De facto opposition party Indonesian Democratic Party of Struggle (PDI-P), whose predecessor party strongly opposed Suharto's authoritarian rule, has taken issue with the provision.

"The provision is prone to abuse. It could be used to legalize kidnapping," PDI-P secretary general Tjahjo Kumolo told the local media earlier this week. "Taking a person from a place without an arrest warrant, without clear identity of the arrestor, without a specific identification of the interrogation place, without wife and kids knowing for seven times 24 hours. How is that different to kidnapping?" he said.

Meanwhile, a coalition comprised of 21 non-governmental organizations (NGOs) also lodged complaints with the House of Representatives, arguing that clauses in the bill violate the presumption of innocence and equality before the law that assures the fair treatment of all Indonesian people, including suspected criminals and terrorists.

BIN's head, Sutanto, has publicly countered those criticisms for reasons of national security. "It's impossible to find out everything in seven days. How can we produce optimal results if we're being hindered by the laws?" he said. Defense minister Purnomo Yusgiantoro added: "When bombs are found everywhere because we cannot make arrests prior to the incident, don't blame us."

University of Indonesia's Widjajanto takes a more nuanced view of the contested provision.

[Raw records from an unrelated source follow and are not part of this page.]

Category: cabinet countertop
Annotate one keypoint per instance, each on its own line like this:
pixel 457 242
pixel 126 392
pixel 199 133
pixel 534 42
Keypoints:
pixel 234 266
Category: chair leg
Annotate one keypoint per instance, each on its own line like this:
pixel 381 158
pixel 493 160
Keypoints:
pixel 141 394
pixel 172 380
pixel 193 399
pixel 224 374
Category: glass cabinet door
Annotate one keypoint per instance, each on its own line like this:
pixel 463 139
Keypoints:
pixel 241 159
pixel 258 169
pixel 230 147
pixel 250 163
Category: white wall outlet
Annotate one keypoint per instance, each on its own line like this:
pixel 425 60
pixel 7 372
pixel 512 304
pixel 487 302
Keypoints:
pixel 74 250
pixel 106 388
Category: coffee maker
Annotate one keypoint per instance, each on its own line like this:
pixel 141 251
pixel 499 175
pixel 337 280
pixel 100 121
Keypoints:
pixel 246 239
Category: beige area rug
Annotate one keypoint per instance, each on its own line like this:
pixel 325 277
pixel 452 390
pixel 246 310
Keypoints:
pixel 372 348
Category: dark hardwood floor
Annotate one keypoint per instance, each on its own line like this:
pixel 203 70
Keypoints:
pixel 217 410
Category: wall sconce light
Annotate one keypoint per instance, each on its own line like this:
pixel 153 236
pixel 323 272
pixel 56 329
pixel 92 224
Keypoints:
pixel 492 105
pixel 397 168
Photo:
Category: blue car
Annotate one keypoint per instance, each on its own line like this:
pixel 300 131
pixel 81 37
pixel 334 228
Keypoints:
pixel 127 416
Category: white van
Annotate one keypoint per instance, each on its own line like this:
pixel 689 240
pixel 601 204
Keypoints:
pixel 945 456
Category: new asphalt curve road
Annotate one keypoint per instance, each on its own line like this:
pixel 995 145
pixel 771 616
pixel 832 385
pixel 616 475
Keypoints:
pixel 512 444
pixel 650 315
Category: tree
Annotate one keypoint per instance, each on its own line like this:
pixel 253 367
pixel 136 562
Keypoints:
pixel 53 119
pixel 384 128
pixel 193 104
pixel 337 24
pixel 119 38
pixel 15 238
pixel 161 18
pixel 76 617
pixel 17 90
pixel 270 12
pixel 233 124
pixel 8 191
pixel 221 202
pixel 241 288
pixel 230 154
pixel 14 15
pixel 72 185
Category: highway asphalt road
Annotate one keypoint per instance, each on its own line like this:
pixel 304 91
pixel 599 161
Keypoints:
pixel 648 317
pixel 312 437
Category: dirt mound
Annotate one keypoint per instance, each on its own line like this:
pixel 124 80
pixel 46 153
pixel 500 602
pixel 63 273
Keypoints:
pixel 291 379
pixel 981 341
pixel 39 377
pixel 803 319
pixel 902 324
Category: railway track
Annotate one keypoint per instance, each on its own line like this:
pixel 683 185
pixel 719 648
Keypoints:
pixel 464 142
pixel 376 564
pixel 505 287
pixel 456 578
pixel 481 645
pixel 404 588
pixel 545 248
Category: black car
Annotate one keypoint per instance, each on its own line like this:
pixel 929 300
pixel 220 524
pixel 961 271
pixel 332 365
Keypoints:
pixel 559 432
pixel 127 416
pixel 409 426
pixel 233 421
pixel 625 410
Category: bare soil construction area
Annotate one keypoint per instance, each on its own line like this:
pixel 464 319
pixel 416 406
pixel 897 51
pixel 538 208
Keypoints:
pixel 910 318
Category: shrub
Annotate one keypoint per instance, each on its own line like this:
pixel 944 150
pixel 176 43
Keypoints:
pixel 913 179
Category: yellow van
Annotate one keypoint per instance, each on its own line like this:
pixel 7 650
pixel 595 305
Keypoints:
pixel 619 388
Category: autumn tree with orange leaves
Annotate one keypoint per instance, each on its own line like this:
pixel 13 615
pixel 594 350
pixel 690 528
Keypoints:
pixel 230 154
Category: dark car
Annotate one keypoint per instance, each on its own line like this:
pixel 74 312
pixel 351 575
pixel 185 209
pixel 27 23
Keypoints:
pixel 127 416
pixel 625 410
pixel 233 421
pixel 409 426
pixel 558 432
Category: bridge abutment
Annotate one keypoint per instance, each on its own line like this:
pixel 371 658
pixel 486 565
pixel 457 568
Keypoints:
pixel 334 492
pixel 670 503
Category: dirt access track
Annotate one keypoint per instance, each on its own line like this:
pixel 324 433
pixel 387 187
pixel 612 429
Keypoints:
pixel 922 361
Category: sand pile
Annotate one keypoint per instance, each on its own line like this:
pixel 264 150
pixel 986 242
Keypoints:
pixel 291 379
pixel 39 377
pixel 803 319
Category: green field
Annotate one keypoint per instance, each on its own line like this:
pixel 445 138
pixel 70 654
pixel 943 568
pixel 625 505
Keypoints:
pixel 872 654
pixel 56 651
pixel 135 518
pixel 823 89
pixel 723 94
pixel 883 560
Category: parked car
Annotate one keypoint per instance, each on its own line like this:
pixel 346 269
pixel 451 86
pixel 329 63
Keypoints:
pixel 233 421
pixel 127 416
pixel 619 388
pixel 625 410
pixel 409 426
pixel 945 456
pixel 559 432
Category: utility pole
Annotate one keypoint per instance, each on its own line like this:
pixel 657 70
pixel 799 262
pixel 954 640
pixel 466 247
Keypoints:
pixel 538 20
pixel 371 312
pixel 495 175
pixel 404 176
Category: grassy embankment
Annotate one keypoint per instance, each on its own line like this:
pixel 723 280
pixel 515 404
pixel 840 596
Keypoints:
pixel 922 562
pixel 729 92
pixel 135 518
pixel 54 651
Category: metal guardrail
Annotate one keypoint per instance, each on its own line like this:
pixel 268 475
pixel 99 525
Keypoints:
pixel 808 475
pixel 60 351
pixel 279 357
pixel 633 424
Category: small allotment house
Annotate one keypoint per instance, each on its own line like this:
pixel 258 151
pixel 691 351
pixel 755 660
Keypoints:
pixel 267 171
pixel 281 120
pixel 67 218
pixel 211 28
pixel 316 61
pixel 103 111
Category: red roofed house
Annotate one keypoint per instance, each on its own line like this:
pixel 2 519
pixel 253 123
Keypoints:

"Counter-terrorism efforts in Indonesia have been quite successful. There focus has always been based on maintenance of law and order. Until today, not even one suspected terrorist, including the Bali bombers, has told the trial that they have been tortured during investigation," said Widjajanto.

"Compared to the Patriot Act in the US and ISA [Internal Security Act] in Singapore, where investigations can be months or years long, our provision that limits investigation to 7 x 24 hours is already very lenient," he said.

Graver concerns surround the provisions that will allow BIN to wiretap phone conversations, intercept with a court order social media messages and secret scrutiny of bank accounts. Elsam, a local rights group, has proposed that the power to eavesdrop should be deliberated in separate legislation.

House of Representatives (DPR) speaker Marzuki Alie has expressed similar concerns, telling local media, "BIN can use the power to target certain people it hates." Tubagus Hasanudin, deputy chief of the DPR's defense commission, has proposed a monthly meeting between BIN and legislators to review wiretapping results and ensure that surveillance technology has been used only for its agreed upon purpose.

Critics note that the intelligence bill also lacks provisions prohibiting BIN from supporting political parties or becoming directly involved in politics. Spies playing politics was common practice during the Suharto era, when several loyal BIN agents rose to the rank of minister, and has continued through the country's post-Suharto transition to democracy.

For example, in 2004 then BIN chief A M Hendropriyono was openly involved in the re-election campaign of then president Megawati Sukarnoputri and her PDI-P party candidates. Current BIN head Sutanto is a known close friend to Yudhoyono dating to their days as cadets at the Armed Forces Academy. Then as a member of the police force, he openly supported Yudhoyono's re-election campaign in 2009.

Given BIN's current obligation to report only to the president and not to parliament, it's impossible to separate BIN from politics, said Widjajanto. Indeed, there is widespread speculation that the long delays in passing the intelligence bill is due in part to a lack of political will at the top. But without greater regulation and scrutiny over BIN's activities, nobody can be sure if that is the case.